Extensive Hematoma in a Patient with HereditaryHypersegmentation of Neutrophils

2016 
Erratum:  The correct affiliation of corresponding author of this manuscript has been edited as follows: "Akbar Dorgalaleh: Department of Hematology and Blood Transfusion, School of Allied Medical Sciences, Iran University of Medical Sciences, Tehran, Iran." Hypercoagulable states are a group of conditions associated with an enhanced tendency toward blood clotting. Although usual clinical manifestations of hypercoagulable states are thrombotic events such as deep venous thrombosis, hematoma can also occurs as a result of hypercoagulability in some patients. Several inherited or acquired conditions may lead to hypercoagulable states. Some of them include myeloproliferative syndromes, over activity of coagulation factors and methyltetrahydrofolateee reductase (MTHFR) polymorphisms. MTHFR is required for converting the amino acid   homocysteine to methionine. Another significant role of an aptly functioning MTHFR enzyme is nucleic acid biosynthesis.

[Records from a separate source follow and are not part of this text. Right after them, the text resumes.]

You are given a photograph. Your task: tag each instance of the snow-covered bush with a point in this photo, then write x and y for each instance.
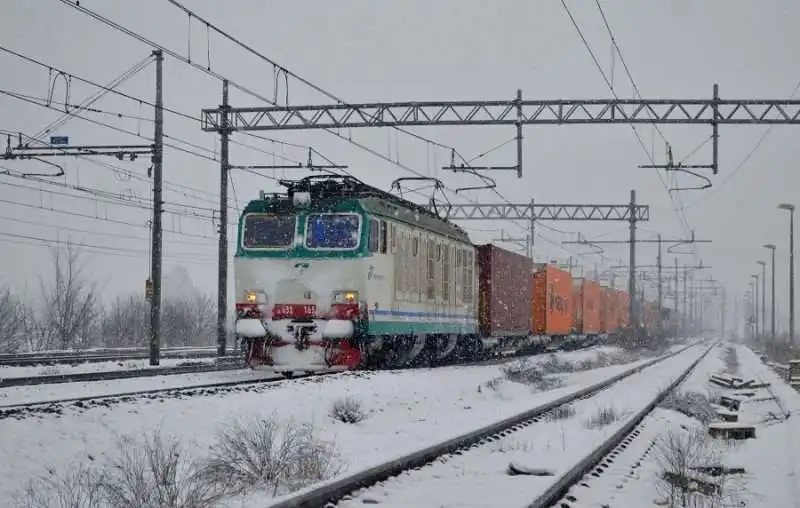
(690, 471)
(731, 361)
(561, 413)
(263, 454)
(692, 404)
(156, 472)
(78, 487)
(12, 321)
(604, 416)
(149, 473)
(347, 410)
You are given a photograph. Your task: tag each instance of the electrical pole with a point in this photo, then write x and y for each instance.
(222, 281)
(724, 309)
(772, 248)
(660, 295)
(632, 263)
(158, 165)
(677, 295)
(763, 296)
(755, 303)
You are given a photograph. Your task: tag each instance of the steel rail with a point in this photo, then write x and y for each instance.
(560, 487)
(46, 406)
(329, 494)
(33, 359)
(110, 375)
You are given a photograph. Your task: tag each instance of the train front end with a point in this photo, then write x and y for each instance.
(299, 278)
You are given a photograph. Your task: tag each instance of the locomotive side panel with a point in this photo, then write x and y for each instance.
(505, 292)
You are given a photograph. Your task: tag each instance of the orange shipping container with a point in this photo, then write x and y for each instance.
(586, 305)
(552, 302)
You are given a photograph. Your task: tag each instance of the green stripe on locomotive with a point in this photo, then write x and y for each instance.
(367, 208)
(377, 328)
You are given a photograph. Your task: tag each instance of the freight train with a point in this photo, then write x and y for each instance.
(338, 274)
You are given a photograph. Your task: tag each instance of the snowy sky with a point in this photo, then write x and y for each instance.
(392, 51)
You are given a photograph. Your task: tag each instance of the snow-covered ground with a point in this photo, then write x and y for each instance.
(405, 411)
(771, 460)
(44, 393)
(557, 444)
(7, 372)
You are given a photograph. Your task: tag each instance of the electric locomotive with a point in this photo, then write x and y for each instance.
(339, 274)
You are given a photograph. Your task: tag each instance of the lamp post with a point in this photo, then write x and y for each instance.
(763, 295)
(790, 208)
(771, 247)
(755, 302)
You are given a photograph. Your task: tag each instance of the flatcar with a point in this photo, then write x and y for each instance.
(335, 273)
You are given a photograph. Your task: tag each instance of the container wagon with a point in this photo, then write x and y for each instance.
(587, 308)
(552, 302)
(505, 297)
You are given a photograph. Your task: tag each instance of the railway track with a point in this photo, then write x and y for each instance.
(59, 406)
(345, 489)
(79, 377)
(96, 356)
(223, 364)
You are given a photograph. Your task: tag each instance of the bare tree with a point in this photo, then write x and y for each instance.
(189, 320)
(12, 315)
(70, 309)
(126, 322)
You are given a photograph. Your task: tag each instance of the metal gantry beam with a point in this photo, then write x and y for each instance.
(536, 212)
(505, 112)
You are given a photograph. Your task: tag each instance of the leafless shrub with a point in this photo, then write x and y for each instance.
(78, 487)
(12, 315)
(263, 454)
(156, 474)
(560, 413)
(604, 416)
(347, 410)
(126, 322)
(692, 404)
(731, 361)
(532, 375)
(682, 456)
(69, 310)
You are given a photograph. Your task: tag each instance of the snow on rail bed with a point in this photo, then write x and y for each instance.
(480, 477)
(7, 372)
(404, 411)
(771, 461)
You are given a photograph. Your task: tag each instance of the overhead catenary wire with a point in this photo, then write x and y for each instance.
(149, 103)
(681, 216)
(233, 84)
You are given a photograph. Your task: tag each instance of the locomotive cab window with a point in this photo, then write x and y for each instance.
(333, 231)
(374, 235)
(263, 231)
(383, 238)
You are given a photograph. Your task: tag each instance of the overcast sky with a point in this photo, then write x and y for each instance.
(393, 51)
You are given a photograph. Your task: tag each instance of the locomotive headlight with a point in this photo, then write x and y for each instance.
(251, 296)
(345, 296)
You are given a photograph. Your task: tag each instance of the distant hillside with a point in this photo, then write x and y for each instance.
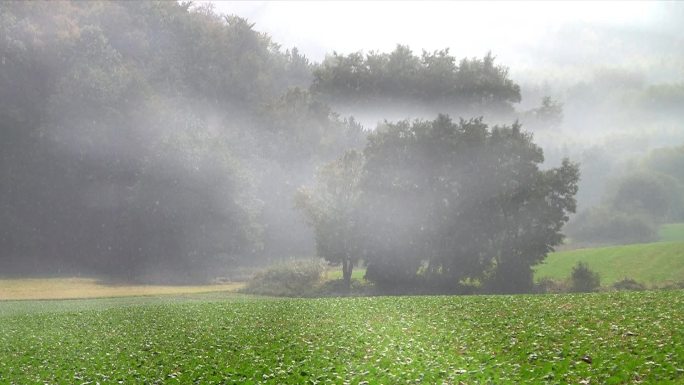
(654, 264)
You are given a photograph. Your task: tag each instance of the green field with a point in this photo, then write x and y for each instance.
(609, 338)
(654, 264)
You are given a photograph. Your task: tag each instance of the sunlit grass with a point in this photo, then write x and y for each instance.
(63, 288)
(654, 264)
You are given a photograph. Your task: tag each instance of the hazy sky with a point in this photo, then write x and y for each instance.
(554, 37)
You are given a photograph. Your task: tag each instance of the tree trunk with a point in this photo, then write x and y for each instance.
(347, 267)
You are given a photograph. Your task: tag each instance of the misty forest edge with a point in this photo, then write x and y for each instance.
(156, 141)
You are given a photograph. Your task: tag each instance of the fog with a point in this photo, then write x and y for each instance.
(168, 142)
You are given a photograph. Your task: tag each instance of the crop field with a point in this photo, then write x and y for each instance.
(218, 338)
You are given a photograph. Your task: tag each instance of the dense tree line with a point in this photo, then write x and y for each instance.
(162, 141)
(650, 194)
(433, 204)
(134, 133)
(470, 85)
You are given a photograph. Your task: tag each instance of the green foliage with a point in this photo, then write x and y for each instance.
(401, 75)
(331, 208)
(628, 284)
(135, 136)
(655, 195)
(548, 285)
(214, 339)
(636, 203)
(583, 279)
(294, 278)
(467, 201)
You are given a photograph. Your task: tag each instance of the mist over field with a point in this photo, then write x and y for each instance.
(351, 193)
(187, 142)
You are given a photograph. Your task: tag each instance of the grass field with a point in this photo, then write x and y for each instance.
(218, 338)
(654, 264)
(61, 288)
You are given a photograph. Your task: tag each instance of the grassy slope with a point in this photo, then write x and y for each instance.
(61, 288)
(650, 263)
(380, 340)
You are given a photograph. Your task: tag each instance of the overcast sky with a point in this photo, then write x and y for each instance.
(568, 38)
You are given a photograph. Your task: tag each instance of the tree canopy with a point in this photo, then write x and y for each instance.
(439, 203)
(437, 77)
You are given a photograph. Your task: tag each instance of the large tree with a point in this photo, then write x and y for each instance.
(442, 202)
(330, 207)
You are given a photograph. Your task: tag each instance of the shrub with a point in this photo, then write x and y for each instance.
(291, 279)
(583, 279)
(628, 284)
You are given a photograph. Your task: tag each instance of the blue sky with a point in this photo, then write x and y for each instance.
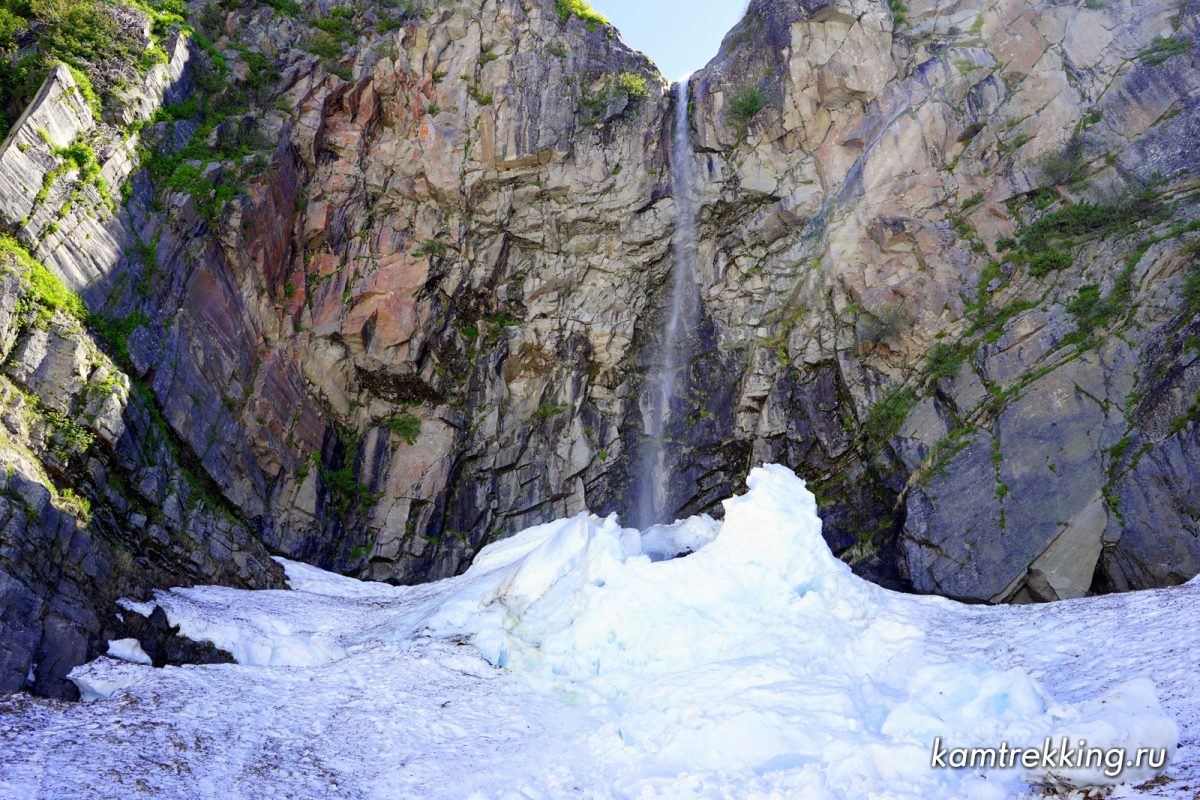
(679, 35)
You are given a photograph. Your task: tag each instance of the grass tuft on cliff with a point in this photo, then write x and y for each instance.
(47, 289)
(85, 35)
(568, 8)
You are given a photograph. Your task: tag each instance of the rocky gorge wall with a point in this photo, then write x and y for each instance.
(383, 281)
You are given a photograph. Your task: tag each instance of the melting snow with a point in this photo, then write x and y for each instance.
(580, 659)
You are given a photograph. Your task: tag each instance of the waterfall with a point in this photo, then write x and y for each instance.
(653, 487)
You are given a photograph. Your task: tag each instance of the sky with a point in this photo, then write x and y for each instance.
(679, 36)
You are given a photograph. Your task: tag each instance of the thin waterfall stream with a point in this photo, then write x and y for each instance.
(653, 486)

Therefore MTHFR polymorphisms are expected to be associated with hypersegmentation of neutrophils because of a defect in DNA metabolism. Neutrophil hypersegmentation is one of the most sensitive haematological features of cobalamin or folate deficiency with normal serum vitamin B12-folic acid and iron levels. Hypersegmentation of neutrophils and hematoma which  both of them suspected to be  due to gene variations of MTHFR. Here we report a 37 years old female who simultaneously affected by hereditary hypersegmentation and extensive hematoma. Laboratory analysis revealed normal serum vitamin B12, folic acid and iron levels. Routine and specific coagulation tests were normal in except of factor VIIIc that was high. Results of complete blood cell count (CBC) test were normal. Although this is just an idea, but simultaneous presentations of these two conditions can have a common origin.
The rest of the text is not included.